In any case, we certainly have to do something with “2.1 MiB”-type allocations, and rounding them to 4 will produce unacceptable slack (see below for what we can do with the filler here; it is wildly insufficient in current binaries which have the majority of their allocation in these large chunks.)

The solution is a much larger “region” that best-fits these chunks into a large range of hugepages (i.e. allows them to cross a hugepage boundary). We keep a set of these regions, and allocate from the most fragmented one (much as with Filler above)! The main difference is that these regions are kept un-backed by default (whereas the Filler deals almost entirely with backed hugepages). We back hugepages on demand when they are used by a request hitting the region (and aggressively _unback _them when they become empty again).

A few important details:

Additional details on the design goals/tradeoffs are in the Regions Are Not Optional design doc.
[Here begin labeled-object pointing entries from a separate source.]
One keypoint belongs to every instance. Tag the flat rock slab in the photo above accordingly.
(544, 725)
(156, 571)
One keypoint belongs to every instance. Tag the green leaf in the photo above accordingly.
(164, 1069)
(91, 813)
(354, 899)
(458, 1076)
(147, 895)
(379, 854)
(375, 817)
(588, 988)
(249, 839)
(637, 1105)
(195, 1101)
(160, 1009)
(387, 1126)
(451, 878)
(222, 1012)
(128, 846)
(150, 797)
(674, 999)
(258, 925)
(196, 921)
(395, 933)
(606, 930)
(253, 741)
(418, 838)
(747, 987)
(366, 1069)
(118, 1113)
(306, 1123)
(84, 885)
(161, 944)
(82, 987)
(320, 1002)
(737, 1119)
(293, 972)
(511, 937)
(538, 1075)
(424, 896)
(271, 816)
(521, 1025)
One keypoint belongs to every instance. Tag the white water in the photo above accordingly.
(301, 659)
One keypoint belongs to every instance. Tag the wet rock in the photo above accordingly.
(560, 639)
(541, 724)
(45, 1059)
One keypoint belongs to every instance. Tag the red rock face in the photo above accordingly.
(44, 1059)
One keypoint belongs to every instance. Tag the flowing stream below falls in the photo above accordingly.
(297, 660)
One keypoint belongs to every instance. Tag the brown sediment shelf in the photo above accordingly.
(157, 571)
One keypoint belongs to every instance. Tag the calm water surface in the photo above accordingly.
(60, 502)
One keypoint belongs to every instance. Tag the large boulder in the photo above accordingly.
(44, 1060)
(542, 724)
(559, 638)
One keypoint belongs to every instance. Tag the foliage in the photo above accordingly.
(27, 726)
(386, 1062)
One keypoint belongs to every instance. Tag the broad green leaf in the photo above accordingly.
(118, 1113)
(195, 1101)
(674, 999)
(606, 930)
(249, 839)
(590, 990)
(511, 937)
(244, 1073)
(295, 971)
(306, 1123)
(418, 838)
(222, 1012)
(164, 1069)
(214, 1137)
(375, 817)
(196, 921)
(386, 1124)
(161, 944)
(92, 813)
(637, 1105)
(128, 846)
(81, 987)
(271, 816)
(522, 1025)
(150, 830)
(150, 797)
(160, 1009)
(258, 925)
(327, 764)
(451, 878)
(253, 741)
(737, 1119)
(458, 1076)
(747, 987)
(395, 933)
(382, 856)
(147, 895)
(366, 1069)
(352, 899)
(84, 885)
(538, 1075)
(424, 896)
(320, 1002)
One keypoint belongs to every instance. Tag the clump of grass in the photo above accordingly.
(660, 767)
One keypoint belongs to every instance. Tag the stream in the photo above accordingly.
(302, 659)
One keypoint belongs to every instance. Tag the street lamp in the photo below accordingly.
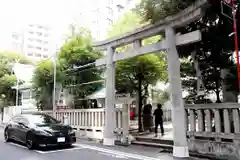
(17, 61)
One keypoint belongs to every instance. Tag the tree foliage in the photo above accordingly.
(43, 82)
(137, 73)
(7, 77)
(76, 51)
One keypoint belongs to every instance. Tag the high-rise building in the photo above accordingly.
(33, 40)
(98, 16)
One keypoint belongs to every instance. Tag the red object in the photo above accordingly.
(131, 115)
(236, 39)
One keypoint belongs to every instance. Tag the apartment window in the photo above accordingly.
(26, 94)
(110, 11)
(38, 54)
(39, 33)
(29, 46)
(39, 48)
(30, 54)
(15, 36)
(110, 22)
(95, 21)
(40, 26)
(110, 1)
(39, 41)
(120, 8)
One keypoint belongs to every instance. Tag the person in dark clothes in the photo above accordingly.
(158, 113)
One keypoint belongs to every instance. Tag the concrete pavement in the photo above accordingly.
(83, 150)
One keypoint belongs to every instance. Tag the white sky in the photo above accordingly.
(55, 13)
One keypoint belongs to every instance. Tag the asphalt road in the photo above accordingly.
(83, 151)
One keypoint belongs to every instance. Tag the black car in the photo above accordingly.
(39, 130)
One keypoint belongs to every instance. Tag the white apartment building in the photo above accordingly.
(99, 15)
(33, 40)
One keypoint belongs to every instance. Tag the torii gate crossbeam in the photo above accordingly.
(167, 27)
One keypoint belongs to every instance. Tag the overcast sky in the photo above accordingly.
(55, 13)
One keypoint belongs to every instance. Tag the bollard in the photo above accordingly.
(65, 120)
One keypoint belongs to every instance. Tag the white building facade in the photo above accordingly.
(32, 40)
(98, 16)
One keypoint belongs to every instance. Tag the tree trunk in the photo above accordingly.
(140, 98)
(228, 96)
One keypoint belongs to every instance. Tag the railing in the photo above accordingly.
(86, 119)
(213, 128)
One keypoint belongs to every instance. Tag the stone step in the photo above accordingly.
(165, 147)
(155, 140)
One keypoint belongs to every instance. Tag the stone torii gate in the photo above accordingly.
(166, 27)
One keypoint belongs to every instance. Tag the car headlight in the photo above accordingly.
(43, 133)
(71, 131)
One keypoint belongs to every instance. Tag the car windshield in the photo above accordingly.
(40, 119)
HugePageAwareAllocator (putting it all together…)

This class houses the above components and routes between them, in addition to interfacing with the rest of TCMalloc (the above classes don’t need or use Spans, for instance). This is mostly straightforward; two points are worth discussing.

The changeover point between 1) and 2) is just a tuning decision (any choice would produce a usable binary). Half a hugepage was picked arbitrarily; this seems to work well.

Allocations from HugeAllocator or HugeRegion (some of the time) need to be backed; so do hugepages that grow the HugePageFiller. This isn’t free. Page heap allocation isn’t hugely expensive in practice, but it is under a lock and contention matters. We currently rely on access by the application to back memory, and assume returned memory has been backed.

For accounting purposes, we do a bit of tracking whether a given allocation is being fulfilled from previously-unbacked memory.

We do wire that information to the point we drop the pageheap lock; we then back it without producing lock contention. This made a noticeable performance difference when explicitly backing memory before returning it to the application.

Leveraging hot/cold hints

TCMalloc provides a hot_cold variant that applications may use to provide hints as to how frequently an allocation would be accessed. It’s more likely that a larger-sized page may be considered hot by kernel even if some allocations are frequently accessed and placed together with infrequently-accessed data. By specifying hot and cold hints, TCMalloc may separate allocations to improve data locality for hot heap, and the effectiveness of memory tiering by placing cold heap on a slower, but cheaper, memory tier. In the backend, TCMalloc bifurcates the page heap to store cold allocations separately from the hot allocations. This avoids TCMalloc to place these allocations together on the same hugepage. TCMalloc encodes hot/cold signal into size classes, that is then used to decide which page heap to use. It marks the separate cold heap as MADV_NOHUGEPAGE, such that cold allocations are placed on native-sized pages. By avoiding placing cold allocations on hugepages, we intend to improve hugepage availability for the hot heap.

Notes

  1. Also the name of this cutie, the real reason for the choice. [^templated]: It will be possible, given recent improvements in constexpr usage, to eliminate this in followups. [^conditional]: Here we mean “requests to the pageheap as filtered through sampling, the central cache, etc” [^radioactive]: Well, no, this is false in our empirical data, but to first order.